シリーズ7 第1回:「親の通院、なんとなく不安だけど“見て見ぬふり”になっていないか」 「離れて暮らす親の通院と薬──一人で抱え込まないために」 #171
親が遠くで暮らしていると、「ちゃんと病院に行けているのかな」「薬はちゃんと飲めているのかな」と気になりながらも、つい日々の忙しさの中で流してしまいがちです。電話で「大丈夫?」と聞いても、親はたいがい「大丈夫だよ」と答えてくれますが、その言葉だけで本当に安心していいのか、どこかモヤモヤが残ることもあります。

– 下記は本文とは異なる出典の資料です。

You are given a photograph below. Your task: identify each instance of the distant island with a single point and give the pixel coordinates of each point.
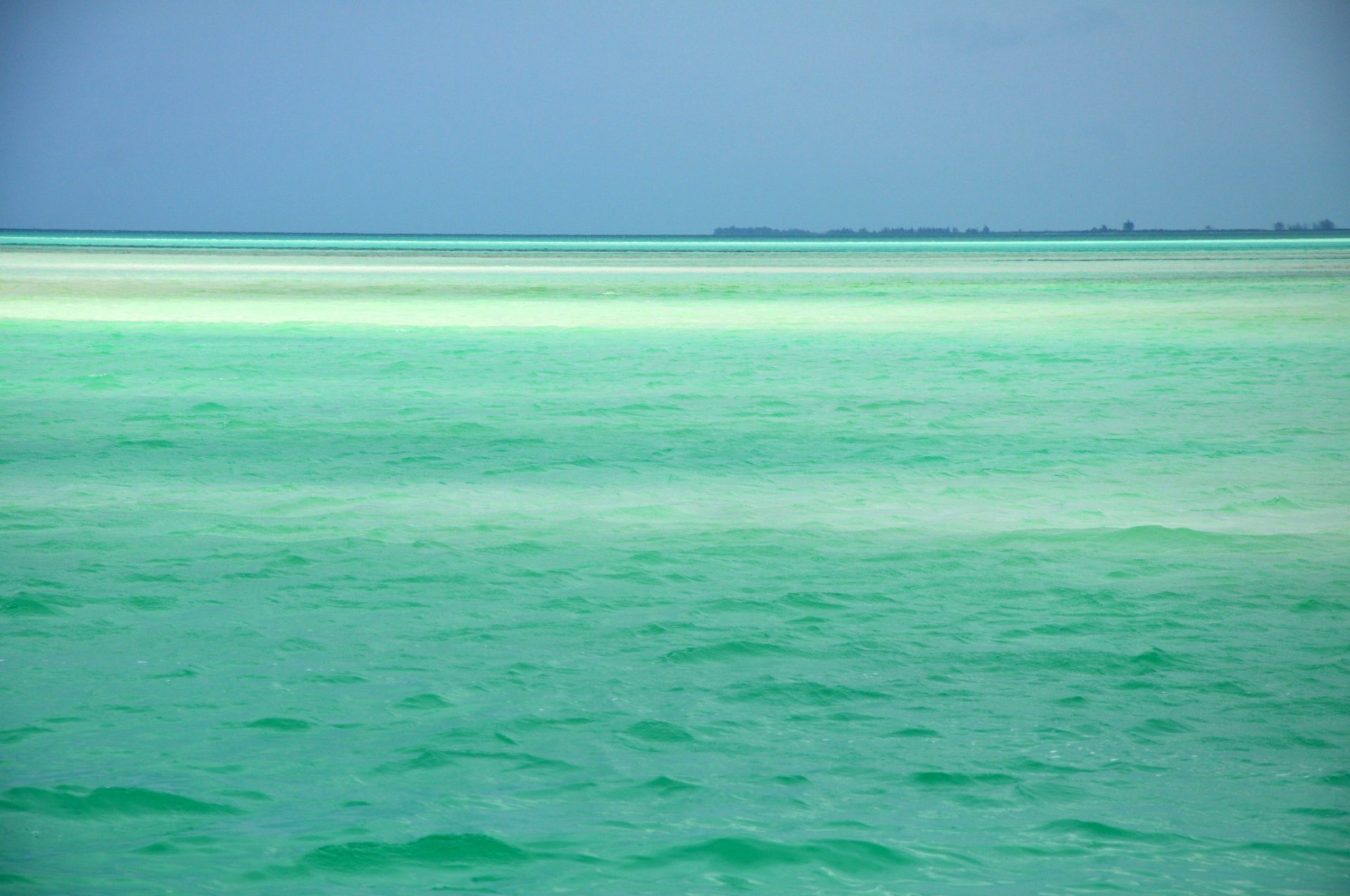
(896, 233)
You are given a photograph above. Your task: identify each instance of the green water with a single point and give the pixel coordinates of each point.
(674, 567)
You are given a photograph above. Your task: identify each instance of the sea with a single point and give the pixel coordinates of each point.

多くの子ども世代は、「いざとなったら自分がどうにかしなきゃ」と心のどこかで思っています。けれど実際には、仕事や自分の家族のことで手いっぱいで、「何から手をつければいいのか分からない」状態に陥りがちです。その結果、「気になっているのに、具体的な行動には移せていない」という、いちばんしんどい中途半端さにとどまってしまいます。
このシリーズでは、いきなり「全部やる」ことを目指すのではなく、「まずは何を把握しておくといいのか」「どこから人に頼っていいのか」を、小さなステップに分けて考えていきます。最初の一歩は、「親の通院と薬の状況を、ざっくりでも見える形にすること」です。